Dans dix ans, quand Jean-Pierre Chevènement nous réunira à nouveau ici, nous pourrons nous interroger sur l’avenir de la moyenne technologie allemande face à la concurrence chinoise. Les Allemands sont aujourd’hui les champions en matière de biens d’équipement, en machines-outils, en voitures. Mais les Coréens sont déjà arrivés sur le marché automobile, les Chinois seront là dans dix ans. En ce qui concerne la moyenne technologie (biens d’équipement, machines-outils), dans dix ans, qui peut dire comment se situera l’industrie allemande par rapport à l’industrie chinoise ?
En revanche, en très haute technologie, il faudra plus de dix ans. Les Russes fabriquent des avions depuis cinquante ans, ils n’ont jamais vendu un avion à une compagnie internationale. Les Chinois se disent prêts à fabriquer des avions. Pour le moment ils fabriquent des morceaux de portes de l’A320. Il leur faudra plus de trente ans pour arriver à ce niveau.
Puisque nous nous battons à technologies comparées, la meilleure stratégie, pour asseoir notre économie et pour garantir son avenir, c’est d’être les meilleurs en haute technologie.

Peut-on pour autant dire que tout va bien ?
Evidemment non. Je préfèrerais que nous ayons un excédent commercial, non pas pour des raisons de comparaison de compétitivité mais parce que le déficit commercial ampute la croissance de 0,1, 0,2 ou 0,3% de PNB. Donc, si la croissance souffre du déficit, en termes de comparaison de compétitivité, la notion de déficit commercial n’a plus de sens.

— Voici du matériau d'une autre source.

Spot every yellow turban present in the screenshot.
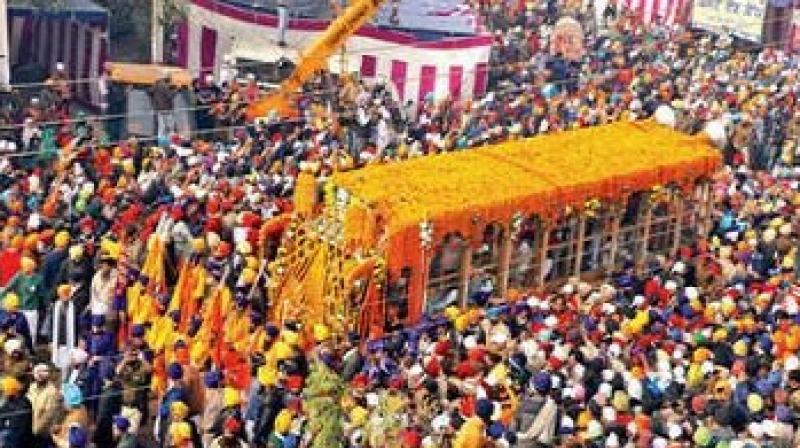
[258,366,278,386]
[733,339,747,357]
[281,330,300,345]
[314,324,331,342]
[275,409,292,434]
[69,245,83,260]
[53,230,69,249]
[272,341,293,361]
[169,401,189,420]
[444,306,460,322]
[169,422,192,445]
[350,406,369,427]
[244,256,258,271]
[240,268,256,285]
[455,314,469,333]
[222,387,242,408]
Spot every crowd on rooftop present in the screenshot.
[0,1,800,448]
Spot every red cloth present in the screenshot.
[0,248,22,286]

Comment transformer notre déficit en excédent ?
Claude Le Gal, et d’autres à cette table, l’ont très bien dit : nous avons de très grosses entreprises (CAC 40 élargi) qui exportent massivement et investissent à l’étranger. Mais nous avons un tissu de trop petites PME. Une PME de 50 personnes qui voudrait attaquer le marché chinois devrait pour cela distraire dix personnes pendant un an, c’est injouable. Une entreprise de 500 salariés peut distraire dix personnes pour attaquer le marché chinois. Il faut donc que nos PME grossissent. Or un certain nombre de PME ne souhaitent pas grossir, d’autres le veulent mais se heurtent à l’effet de seuil, aux effets de transmission de patrimoine, aux effets fiscaux, aux effets URSAFF etc. Tous nos efforts, aujourd’hui comme hier, doivent viser à permettre aux PME de grossir, c’est le vrai et seul sujet de l’économie française. Avec de grosses PME, plus de problèmes de chômage, plus de problème de commerce déficitaire.
Le vrai sujet est là. Mais une fois qu’on l’a identifié, encore faut-il trouver les solutions. Il faudrait un autre colloque pour en traiter.

Le message est : arrêtez de vous joindre aux lamentations des journalistes à propos de notre commerce extérieur « encore déficitaire » ! Le mois prochain, dans Les Echos, Claude Fouquet écrira : « Encore un déficit abyssal. » Cela n’a aucune importance, aucune signification.
En revanche, ce qui est sérieux et inquiétant c’est que ce déficit nous retire 0,1 ou 0,2 ou 0,3 points de croissance.
Veuillez m’excuser, Monsieur le ministre, d’avoir fait entendre une voix un peu discordante.